# Lawn Drainage Question



## mar143agr (Oct 8, 2020)

Hello ....

I have a small low area in my yard that has poor drainage. After rain or even watering my grass I will get a small pool of water (2' by 2') that sits in this area for days before evaporating. I just need to move this water about 20 feet to an area in my front yard where it is pitched nicely and can disperse into my lawn. I want to install a simple french drain but I am not sure how to terminate it in my front yard. The water flow will not be strong so a pop up will not work. What other ways can I end this type of small drainage system?

Thanks for the help.


----------



## 94Spartan (May 8, 2020)

You could run it to a crock of some size, and pump that out when it's full. I installed a drain around my garage which runs into a 30 gal crock. I pump it out with a small electric pump from HD for about $80. I've had it two years and it still runs. Even better would be to wire it to a float that pumps it out once it fills up.


----------



## CarolinaCuttin (Sep 6, 2019)

A cheap and easy option for such a small area might be a drill and fill.

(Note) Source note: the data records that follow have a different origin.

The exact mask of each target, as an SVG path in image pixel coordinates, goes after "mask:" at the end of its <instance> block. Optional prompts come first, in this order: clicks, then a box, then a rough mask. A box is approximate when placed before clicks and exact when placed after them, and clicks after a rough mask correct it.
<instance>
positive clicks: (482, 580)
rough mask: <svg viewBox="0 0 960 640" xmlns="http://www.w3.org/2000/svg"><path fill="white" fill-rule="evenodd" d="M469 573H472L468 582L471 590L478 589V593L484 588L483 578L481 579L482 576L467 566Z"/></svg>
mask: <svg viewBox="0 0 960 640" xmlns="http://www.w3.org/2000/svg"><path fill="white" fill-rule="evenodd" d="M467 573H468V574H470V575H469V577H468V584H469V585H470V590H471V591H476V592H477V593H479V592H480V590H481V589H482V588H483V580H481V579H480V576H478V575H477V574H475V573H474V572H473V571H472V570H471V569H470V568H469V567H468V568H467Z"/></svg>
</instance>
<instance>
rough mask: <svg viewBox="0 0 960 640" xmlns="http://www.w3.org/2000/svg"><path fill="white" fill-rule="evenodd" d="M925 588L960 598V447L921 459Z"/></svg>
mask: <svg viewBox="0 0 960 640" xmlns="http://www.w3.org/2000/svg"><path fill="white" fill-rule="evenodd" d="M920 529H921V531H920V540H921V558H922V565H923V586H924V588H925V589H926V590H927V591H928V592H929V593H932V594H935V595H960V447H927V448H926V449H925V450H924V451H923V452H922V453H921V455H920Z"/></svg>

Make sure you won't hit any wires or pipes but you can buy an 18" auger bit (I think 7/8" or 1" diameter is perfect) and drill holes 12+ inches down and fill with sand. Sometimes in areas like that you can build up a layer that is very hard to penetrate and busting through it with a drill and filling with sand can quickly get water past that layer and off the surface. It might work great it might work okay but if you already have a drill, it's $25 + cost of sand and it might solve the issue.


----------